Bevan-515 and Bevan-62 appear to represent the same person because: same person (dates/parents). Name for father needs to be sorted & those duplicates merged.

posted by Liz (Noland) Shifflett
see this G2G discussion. The 1664 date that Richardson gives for the marriage of John's parents is actually probably the marriage date for John and Barbara (see text).
posted by Liz (Noland) Shifflett
update: yup. Barbara & John married c1664.

hmmm. I wonder if the "about 1664" marriage that Richardson gives for the parents of John was intended to be for the marriage of John and Barbara Aubrey? In researching whether or not to reattach Ann (born/died 1666), I re-read the information from John's writing that Glenn shares in Merion in Welsh tract... and did the math for Barbara's saying they'd been married "upwards of 45 years"... assuming the statement was made in January 1711 (the month she died) and "upwards of" means "more than" (which is what my parents/grandparents meant when they said it), then 1711-45=1666-2 more years for the "upwards" and you get about 1664.

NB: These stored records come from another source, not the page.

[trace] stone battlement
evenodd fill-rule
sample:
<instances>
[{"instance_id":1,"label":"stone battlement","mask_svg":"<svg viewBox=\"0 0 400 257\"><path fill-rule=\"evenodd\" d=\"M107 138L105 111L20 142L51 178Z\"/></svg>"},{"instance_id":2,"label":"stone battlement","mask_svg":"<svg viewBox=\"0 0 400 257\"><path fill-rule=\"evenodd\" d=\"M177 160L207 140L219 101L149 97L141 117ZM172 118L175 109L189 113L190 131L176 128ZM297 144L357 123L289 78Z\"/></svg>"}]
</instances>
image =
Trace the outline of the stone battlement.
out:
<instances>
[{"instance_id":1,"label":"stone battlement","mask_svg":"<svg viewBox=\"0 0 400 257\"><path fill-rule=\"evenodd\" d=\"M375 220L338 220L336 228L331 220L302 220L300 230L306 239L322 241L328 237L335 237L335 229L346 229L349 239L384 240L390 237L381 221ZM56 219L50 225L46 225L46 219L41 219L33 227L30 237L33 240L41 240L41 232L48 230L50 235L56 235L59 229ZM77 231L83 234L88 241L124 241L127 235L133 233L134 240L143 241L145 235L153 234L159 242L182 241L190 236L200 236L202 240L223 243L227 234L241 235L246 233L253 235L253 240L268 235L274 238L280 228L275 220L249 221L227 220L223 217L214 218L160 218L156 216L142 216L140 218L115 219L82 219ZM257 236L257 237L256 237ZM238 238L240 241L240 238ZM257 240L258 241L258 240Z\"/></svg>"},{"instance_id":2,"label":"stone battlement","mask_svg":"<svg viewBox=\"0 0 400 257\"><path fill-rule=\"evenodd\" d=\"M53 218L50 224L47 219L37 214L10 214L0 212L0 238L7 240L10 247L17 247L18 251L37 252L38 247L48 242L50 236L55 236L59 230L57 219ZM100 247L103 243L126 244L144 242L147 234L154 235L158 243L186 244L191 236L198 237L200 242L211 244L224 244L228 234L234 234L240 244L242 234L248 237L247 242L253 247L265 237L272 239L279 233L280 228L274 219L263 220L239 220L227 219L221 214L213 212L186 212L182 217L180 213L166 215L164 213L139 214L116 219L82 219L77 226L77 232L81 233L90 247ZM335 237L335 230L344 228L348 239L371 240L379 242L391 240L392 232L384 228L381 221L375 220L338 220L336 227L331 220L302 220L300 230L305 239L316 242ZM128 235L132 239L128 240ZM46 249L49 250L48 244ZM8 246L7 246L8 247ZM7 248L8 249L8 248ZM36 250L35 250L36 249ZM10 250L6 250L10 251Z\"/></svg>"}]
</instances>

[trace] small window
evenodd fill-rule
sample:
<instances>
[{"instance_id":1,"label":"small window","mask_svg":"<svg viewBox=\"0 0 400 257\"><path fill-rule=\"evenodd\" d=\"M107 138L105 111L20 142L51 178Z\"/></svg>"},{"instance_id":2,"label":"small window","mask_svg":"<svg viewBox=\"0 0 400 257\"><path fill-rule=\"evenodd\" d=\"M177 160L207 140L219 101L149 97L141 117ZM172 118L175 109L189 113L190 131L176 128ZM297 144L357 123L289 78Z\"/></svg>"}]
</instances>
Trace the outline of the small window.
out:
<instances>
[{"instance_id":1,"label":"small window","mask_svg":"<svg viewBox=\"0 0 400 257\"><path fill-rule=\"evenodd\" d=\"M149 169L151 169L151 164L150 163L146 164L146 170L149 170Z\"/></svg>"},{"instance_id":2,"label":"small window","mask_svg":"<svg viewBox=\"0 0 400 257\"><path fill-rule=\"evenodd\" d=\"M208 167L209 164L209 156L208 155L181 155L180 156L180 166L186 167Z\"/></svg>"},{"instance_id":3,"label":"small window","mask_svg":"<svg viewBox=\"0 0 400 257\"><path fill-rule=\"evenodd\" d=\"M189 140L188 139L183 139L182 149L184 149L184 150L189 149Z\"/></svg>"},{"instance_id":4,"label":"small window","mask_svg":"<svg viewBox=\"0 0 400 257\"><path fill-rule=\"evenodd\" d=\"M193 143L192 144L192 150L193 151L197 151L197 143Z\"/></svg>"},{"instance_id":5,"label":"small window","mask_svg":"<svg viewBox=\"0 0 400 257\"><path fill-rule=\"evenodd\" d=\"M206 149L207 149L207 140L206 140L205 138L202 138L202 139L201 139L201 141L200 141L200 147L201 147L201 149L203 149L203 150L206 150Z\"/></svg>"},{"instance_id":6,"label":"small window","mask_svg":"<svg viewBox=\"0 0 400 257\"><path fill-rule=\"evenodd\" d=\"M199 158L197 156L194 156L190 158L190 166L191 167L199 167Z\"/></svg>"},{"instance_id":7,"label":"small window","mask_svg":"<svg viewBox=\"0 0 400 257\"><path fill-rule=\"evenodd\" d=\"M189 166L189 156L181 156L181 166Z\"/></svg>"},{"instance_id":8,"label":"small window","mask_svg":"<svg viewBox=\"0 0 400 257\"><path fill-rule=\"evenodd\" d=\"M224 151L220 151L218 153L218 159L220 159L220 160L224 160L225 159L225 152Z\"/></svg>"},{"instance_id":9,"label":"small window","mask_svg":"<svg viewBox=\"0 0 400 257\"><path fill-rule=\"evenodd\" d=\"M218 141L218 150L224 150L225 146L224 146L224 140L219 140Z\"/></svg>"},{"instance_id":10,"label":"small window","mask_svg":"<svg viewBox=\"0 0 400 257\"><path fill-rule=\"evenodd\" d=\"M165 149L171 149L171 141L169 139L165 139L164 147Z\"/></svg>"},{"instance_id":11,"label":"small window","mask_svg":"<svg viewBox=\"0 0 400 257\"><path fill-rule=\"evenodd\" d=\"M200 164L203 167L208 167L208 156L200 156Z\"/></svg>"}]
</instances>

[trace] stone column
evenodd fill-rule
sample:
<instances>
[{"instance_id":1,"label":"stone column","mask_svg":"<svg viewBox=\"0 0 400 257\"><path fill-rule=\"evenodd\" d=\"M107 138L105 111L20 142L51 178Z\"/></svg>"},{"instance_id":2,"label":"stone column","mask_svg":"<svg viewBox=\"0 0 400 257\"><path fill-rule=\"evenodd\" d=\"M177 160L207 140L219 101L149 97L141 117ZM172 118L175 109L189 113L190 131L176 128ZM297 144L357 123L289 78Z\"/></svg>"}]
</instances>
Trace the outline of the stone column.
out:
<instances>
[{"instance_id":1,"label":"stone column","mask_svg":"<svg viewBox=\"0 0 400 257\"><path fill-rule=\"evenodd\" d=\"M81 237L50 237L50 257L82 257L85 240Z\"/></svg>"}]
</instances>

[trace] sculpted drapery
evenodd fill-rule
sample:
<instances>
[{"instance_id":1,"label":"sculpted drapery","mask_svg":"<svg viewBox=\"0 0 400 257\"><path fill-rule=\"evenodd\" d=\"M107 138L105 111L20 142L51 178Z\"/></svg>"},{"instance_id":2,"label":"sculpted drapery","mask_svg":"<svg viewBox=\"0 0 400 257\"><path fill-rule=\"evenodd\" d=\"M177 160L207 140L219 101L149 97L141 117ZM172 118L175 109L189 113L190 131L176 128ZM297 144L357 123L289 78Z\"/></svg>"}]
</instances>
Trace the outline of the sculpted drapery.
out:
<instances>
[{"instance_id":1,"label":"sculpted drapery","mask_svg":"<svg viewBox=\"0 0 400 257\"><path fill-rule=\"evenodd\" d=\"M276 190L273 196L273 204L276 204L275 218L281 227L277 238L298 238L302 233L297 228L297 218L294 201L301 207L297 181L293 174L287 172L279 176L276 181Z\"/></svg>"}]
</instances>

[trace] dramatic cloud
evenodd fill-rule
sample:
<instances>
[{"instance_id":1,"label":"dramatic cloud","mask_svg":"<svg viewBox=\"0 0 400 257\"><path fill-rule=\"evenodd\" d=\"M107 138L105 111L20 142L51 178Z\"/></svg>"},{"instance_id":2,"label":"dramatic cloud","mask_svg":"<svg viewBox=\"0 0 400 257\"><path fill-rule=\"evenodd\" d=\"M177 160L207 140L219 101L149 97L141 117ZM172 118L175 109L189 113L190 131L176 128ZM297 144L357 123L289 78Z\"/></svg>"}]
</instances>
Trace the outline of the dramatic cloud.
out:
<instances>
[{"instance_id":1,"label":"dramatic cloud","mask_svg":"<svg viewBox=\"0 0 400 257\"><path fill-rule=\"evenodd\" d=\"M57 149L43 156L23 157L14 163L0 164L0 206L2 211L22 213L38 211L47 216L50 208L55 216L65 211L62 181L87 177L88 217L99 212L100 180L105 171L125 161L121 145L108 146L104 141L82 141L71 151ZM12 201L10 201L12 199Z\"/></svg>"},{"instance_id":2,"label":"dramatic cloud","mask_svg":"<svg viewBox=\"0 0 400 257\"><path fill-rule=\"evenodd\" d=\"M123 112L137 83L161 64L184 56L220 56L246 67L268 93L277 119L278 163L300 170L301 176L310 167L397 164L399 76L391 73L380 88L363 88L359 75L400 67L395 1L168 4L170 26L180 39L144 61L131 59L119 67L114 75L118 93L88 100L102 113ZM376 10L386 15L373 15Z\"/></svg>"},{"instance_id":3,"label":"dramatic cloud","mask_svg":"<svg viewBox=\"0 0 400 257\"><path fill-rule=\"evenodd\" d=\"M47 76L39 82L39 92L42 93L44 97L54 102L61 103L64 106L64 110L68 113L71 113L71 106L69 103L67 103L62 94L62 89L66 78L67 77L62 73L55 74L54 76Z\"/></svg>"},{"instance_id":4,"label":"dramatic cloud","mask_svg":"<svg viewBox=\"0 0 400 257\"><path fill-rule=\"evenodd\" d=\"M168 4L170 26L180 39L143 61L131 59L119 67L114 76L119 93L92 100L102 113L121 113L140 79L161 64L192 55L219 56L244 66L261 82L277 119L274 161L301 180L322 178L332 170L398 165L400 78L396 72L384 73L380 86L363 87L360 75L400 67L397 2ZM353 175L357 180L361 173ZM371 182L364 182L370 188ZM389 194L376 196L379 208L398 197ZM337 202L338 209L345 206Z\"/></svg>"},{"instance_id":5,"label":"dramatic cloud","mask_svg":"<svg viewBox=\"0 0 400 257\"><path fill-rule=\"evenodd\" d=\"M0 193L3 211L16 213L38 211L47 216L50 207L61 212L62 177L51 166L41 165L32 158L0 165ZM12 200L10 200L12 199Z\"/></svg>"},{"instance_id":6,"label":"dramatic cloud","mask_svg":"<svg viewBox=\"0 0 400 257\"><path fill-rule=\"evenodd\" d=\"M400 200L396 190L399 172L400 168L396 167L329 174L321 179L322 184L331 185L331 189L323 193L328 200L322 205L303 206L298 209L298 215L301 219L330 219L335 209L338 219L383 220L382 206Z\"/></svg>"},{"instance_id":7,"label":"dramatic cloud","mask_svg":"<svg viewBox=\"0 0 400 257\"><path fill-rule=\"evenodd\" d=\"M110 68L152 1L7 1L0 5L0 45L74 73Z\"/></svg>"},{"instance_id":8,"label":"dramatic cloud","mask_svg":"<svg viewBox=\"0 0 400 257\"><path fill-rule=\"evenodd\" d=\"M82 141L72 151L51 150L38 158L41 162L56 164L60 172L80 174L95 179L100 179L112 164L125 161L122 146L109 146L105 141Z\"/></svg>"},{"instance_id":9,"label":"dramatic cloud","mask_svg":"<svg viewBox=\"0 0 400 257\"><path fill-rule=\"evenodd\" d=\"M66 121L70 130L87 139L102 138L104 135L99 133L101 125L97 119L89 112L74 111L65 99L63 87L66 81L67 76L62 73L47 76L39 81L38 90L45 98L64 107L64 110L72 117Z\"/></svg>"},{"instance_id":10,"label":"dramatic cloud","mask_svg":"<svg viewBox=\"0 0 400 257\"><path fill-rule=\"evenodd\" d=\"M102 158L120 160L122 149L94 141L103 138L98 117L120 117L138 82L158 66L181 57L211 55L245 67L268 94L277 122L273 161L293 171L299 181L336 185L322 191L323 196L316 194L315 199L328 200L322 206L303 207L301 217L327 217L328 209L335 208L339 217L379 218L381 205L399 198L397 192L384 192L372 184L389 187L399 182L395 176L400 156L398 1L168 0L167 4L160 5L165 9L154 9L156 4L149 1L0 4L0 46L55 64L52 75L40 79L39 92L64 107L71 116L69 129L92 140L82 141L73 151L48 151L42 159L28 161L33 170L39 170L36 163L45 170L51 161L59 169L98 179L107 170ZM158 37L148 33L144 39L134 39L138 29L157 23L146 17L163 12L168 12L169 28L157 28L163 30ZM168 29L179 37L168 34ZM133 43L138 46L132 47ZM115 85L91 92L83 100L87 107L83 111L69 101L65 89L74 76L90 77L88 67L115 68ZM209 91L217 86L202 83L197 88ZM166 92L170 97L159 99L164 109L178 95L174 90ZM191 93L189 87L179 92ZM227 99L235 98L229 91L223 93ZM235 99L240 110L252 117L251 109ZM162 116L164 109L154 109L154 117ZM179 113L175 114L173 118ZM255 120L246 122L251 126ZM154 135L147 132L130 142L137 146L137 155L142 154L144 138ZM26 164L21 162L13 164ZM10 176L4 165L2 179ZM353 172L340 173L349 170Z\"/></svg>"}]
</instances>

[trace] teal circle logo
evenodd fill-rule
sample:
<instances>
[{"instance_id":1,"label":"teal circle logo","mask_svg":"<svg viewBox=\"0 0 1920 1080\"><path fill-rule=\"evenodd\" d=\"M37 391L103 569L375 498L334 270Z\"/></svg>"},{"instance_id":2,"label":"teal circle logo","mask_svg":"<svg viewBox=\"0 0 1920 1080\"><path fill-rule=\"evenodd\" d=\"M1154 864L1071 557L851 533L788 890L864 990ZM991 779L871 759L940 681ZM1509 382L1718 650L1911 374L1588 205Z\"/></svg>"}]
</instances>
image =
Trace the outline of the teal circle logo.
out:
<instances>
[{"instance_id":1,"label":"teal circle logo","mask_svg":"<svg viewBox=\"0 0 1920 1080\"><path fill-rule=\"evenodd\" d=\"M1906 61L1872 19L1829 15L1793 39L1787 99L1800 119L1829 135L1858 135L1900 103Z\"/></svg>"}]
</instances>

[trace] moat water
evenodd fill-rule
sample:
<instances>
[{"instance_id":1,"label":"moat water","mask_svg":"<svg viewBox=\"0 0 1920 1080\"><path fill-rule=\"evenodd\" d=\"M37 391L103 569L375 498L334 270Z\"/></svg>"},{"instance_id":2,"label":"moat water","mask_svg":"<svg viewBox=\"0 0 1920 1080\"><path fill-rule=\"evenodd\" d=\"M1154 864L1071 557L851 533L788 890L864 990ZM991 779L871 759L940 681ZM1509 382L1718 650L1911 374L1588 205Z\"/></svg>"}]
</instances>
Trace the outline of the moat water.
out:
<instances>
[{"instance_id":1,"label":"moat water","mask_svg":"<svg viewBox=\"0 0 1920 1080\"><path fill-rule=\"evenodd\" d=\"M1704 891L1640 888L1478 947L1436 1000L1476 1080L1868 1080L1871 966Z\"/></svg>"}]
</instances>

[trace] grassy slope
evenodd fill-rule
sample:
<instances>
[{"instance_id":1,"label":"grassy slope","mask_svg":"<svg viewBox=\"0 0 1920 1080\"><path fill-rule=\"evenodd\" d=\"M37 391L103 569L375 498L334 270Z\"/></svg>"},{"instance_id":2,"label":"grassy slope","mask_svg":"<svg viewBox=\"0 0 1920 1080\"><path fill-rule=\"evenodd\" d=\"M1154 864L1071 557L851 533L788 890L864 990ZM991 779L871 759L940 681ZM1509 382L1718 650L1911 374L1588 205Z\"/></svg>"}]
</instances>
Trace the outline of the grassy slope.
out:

posted by Liz (Noland) Shifflett
update: Bevan-63 is now Evan Jr., son of Bevan-67, who was John and Barbara's son.

Bevan-63 and Bevan-62 appear to represent the same person because: Evan & John are the same name, so I suppose the merge could be for Bevan-63 & Bevan-67 (instead of Bevan-63 into Bevan-62), but since there's no info/attachments for Bevan-63, this merge will do. (The profile was apparently created as a son, so If you'd rather it be merged with Bevan-67, you can remove this proposal.) Cheers, Liz

posted by Liz (Noland) Shifflett
update: problem resolved (Barbara & John married c1664, not his parents - see this G2G discussion)

well, something's definitely wrong. Royal Ancestry has Jane Richards m Ieuan ap John about 1664, which puts John WAY older than his wife (born 1637[!], also in RA).

posted by Liz (Noland) Shifflett
Hi! I'll be working on this profile to meet the June Magna Carta Challenge (a repeat of the February Challenge - develop a Gateway Ancestor profile - see the G2G Challenge post).